I wonder what will be with toshiba if i will upload contents of KWSYSTEM into its GBSYSTEM
biggrin.gif

Also, it means that there really should be no problems with large HDDs. I've tried HD60GD9 with the same 240GB HDD and the only problem was that HDD is to thick for it.
 
May 4, 2009 at 1:51 PM Post #12 of 15
Quote:

Originally Posted by penartur /img/forum/go_quote.gif
There is no such filesystem "fat64". Until you're using a third-party tools (e.g. `fat32format'), windows (both XP and Vista) will not allow you to choose between FAT32 and NTFS for volumes >32GB, the only option will be NTFS
wink.gif



what I've read is that even for volumes under 32gb, on vista, if your're formatting with the tools that come with the operating system, it's still not going to be fat32 in the same sense that it was under XP.
 
May 4, 2009 at 2:01 PM Post #13 of 15
Quote:

what I've read is that even for volumes under 32gb, on vista, if your're formatting with the tools that come with the operating system, it's still not going to be fat32 in the same sense that it was under XP.


What you've read is wrong.
It seems that vista is using new NTFS version, with some features absent in XP's NTFS; but old legacy fat32 is fat32, no matter how did you get it (if you've used tools released in 21st century).

PS: I've just thought that maybe you're talking about exFAT? exFAT is completely different from FAT32, the only common between them is name. However, when formatting removable media volume under 32gb, vista should ask you what FS do you want, FAT32 or exFAT (or possibly NTFS).
 
May 4, 2009 at 2:04 PM Post #14 of 15
probably exfat
 
Aug 8, 2009 at 4:18 AM Post #15 of 15
Quote:

Originally Posted by ericj /img/forum/go_quote.gif
The F series is a little weird in that respect. The battery is on the 'front' side of the circuit board directly behind the touchpad. The touchpad is actually loose in the case and the battery holds it against the front panel.

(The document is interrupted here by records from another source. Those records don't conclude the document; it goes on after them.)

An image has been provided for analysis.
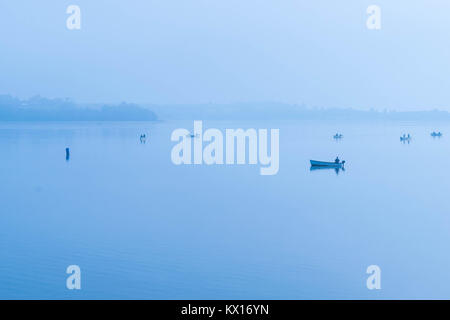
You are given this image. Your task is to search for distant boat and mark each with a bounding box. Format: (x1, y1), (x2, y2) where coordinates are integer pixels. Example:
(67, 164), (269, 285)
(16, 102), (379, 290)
(309, 160), (345, 168)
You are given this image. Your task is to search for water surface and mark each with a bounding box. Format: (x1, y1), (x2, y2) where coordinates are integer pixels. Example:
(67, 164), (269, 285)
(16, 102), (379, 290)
(0, 121), (450, 299)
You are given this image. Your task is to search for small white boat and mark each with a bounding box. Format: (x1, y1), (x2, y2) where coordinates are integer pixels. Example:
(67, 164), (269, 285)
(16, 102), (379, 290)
(309, 160), (345, 168)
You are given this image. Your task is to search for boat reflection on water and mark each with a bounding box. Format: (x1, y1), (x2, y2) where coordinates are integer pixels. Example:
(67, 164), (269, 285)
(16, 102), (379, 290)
(309, 166), (345, 174)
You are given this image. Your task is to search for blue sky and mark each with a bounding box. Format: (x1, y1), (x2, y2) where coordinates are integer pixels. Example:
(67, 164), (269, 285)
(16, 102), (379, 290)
(0, 0), (450, 111)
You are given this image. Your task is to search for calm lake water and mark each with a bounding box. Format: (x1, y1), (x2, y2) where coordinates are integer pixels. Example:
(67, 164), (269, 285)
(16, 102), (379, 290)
(0, 121), (450, 299)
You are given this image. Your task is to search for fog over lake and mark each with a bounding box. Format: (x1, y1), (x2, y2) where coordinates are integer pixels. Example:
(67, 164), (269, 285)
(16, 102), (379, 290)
(0, 120), (450, 299)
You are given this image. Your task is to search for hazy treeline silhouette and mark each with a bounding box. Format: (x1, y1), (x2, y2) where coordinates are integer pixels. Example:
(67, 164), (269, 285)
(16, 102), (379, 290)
(0, 95), (157, 121)
(0, 95), (450, 121)
(148, 102), (450, 121)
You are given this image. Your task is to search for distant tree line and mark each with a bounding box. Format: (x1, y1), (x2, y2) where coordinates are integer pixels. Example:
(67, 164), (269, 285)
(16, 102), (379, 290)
(0, 95), (157, 121)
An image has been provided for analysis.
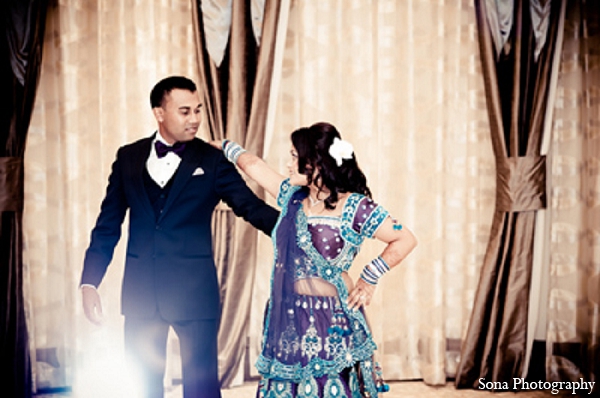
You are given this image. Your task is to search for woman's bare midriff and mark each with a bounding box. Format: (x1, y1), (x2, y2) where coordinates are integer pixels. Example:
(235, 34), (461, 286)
(294, 272), (354, 297)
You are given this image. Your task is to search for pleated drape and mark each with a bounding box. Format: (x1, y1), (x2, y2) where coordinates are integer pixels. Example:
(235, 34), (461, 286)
(0, 0), (47, 398)
(545, 0), (600, 386)
(456, 0), (560, 388)
(194, 0), (287, 387)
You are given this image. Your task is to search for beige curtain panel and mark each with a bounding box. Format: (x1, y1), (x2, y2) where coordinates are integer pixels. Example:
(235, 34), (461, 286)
(19, 0), (600, 398)
(194, 0), (287, 387)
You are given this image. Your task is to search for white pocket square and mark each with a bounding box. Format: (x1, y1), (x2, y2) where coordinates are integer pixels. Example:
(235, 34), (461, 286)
(192, 167), (204, 176)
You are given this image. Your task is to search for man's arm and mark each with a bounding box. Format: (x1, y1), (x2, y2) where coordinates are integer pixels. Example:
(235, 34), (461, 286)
(80, 149), (127, 324)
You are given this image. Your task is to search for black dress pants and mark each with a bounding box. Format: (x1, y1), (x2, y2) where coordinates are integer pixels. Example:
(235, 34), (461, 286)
(125, 314), (221, 398)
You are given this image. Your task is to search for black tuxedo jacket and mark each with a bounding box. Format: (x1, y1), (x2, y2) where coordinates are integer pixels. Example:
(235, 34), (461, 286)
(81, 136), (278, 321)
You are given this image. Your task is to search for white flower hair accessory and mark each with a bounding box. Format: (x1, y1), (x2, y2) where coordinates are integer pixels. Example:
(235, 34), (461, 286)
(329, 137), (354, 167)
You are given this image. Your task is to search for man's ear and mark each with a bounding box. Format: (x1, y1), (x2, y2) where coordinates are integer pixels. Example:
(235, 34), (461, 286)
(152, 106), (165, 123)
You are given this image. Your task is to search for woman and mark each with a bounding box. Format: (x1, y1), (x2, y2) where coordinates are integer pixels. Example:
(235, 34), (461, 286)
(213, 123), (416, 398)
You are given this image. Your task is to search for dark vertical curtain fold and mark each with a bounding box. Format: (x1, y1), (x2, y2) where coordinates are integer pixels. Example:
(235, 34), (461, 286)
(0, 0), (47, 398)
(195, 0), (281, 387)
(455, 0), (560, 388)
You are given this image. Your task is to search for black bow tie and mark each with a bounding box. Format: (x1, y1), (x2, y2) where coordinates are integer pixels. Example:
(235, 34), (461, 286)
(154, 141), (185, 159)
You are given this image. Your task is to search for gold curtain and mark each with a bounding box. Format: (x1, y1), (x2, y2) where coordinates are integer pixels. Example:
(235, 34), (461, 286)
(250, 0), (495, 384)
(194, 0), (289, 387)
(456, 0), (561, 388)
(546, 0), (600, 386)
(24, 0), (202, 397)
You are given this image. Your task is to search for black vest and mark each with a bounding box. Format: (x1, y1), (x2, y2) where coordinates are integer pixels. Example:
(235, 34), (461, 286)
(144, 167), (179, 220)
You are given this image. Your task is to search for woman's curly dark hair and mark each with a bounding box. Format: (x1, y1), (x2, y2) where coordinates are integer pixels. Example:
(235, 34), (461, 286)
(292, 122), (371, 209)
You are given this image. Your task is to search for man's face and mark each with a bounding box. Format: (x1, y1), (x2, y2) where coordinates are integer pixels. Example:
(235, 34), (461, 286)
(153, 89), (202, 144)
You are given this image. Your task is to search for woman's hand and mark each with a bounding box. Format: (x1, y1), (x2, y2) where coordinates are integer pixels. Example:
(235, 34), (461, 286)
(208, 140), (223, 149)
(347, 278), (377, 310)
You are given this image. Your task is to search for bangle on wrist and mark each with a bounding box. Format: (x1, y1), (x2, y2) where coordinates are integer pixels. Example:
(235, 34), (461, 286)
(223, 140), (246, 164)
(360, 256), (390, 285)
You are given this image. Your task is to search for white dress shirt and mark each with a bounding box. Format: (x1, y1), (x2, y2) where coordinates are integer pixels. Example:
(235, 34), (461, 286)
(146, 132), (181, 188)
(81, 132), (181, 289)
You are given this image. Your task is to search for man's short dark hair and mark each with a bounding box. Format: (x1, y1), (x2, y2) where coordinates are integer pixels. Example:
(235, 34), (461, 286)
(150, 76), (196, 108)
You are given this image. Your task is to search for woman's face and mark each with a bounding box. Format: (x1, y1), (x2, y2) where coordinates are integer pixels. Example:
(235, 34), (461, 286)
(287, 145), (308, 186)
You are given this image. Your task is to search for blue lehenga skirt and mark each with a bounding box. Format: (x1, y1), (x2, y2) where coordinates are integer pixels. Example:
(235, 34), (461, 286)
(257, 295), (382, 398)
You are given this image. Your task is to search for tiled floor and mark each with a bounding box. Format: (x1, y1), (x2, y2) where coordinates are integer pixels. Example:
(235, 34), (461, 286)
(222, 381), (560, 398)
(36, 381), (576, 398)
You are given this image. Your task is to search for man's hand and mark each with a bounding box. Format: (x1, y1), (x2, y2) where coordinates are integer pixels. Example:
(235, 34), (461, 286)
(81, 286), (104, 326)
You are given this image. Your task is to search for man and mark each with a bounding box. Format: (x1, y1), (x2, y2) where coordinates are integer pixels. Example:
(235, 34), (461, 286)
(81, 76), (278, 398)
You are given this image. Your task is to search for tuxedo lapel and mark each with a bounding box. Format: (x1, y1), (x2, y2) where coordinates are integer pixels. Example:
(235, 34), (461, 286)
(128, 136), (155, 218)
(159, 140), (202, 221)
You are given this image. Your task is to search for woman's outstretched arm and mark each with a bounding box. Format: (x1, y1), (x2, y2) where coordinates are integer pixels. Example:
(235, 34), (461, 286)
(210, 140), (285, 198)
(348, 217), (417, 309)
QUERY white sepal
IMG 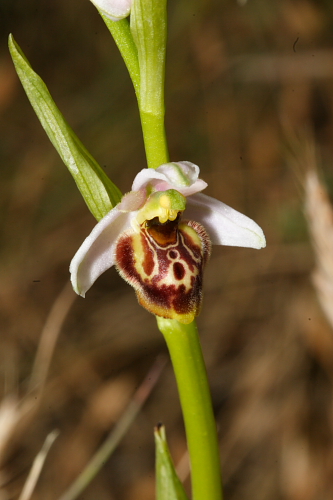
[184,193,266,249]
[132,161,207,196]
[69,205,137,297]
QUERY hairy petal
[69,205,136,297]
[132,161,207,196]
[91,0,133,21]
[184,193,266,249]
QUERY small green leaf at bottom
[154,425,188,500]
[9,35,121,220]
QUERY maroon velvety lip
[116,217,211,323]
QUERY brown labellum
[116,216,211,323]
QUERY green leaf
[9,35,121,220]
[155,425,188,500]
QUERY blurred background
[0,0,333,500]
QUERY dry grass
[0,0,333,500]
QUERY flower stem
[157,317,223,500]
[140,111,169,168]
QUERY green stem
[157,317,223,500]
[140,110,169,168]
[99,16,140,101]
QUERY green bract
[155,426,188,500]
[9,35,121,220]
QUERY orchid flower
[91,0,133,21]
[70,161,266,323]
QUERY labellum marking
[115,214,211,323]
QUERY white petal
[184,193,266,248]
[69,205,136,297]
[132,161,207,196]
[91,0,133,21]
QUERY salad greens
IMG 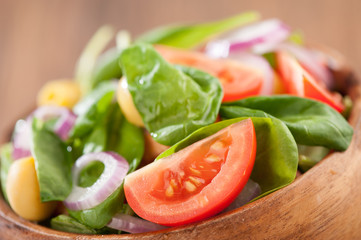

The stock battery is 830mAh and has little rubber pads on the back to hold it up so that the touchpad is flush with the front of the case.

If you get a 1200mAh cameron-sino battery for a 4th generation ipod and sand down the inside of the bezel for the touchpad a bit, and toss the little rubber battery pads, that all fits very neatly on the front.

There's a common problem with F's where the factory battery will start to expand even though it is still performing reasonably well, and this causes the touchpad to malfunction. I got a 16-hour batterybench run out of an 830mAh battery that had already expanded by about 2mm at the center.

The HDD in the F40 is already a double-platter deal, and there is some room above the headphone and power jacks for the adapter, from the look of things. They've been fitted with 120gb double platter zif drives by at least two people here on head-fi and i think there's a thread with pictures somewhere.

The X series is a little thinner and doesn't have the pads under the battery, so the maximum that will fit is a 1000mAh i think.

By the way, if you see a broken F or presumably also an X that is just giving a boot error of like 0000020 (or a few of the other error messages), commonly this means that someone deleted or corrupted the GBSYSTEM folder on the drive, or reformatted it or something. All you have to do is reformat with fat32 and dump on a GBSYSTEM folder that contains the rockbox bootloader. Occasionally the boot errors mean that the harddrive is dead but it's more common that someone just damaged the filesystem.

My first F40 was actually formatted NTFS but had the factory GBSYSTEM folder on it. If the previous owner hadn't mangled the case and lost some of the plastic bits that would have been the only problem with it.

I've got a zip file here somewhere that just contains a minimal GBSYSTEM w/ the bootloader.





Thank for the explanation, very informative.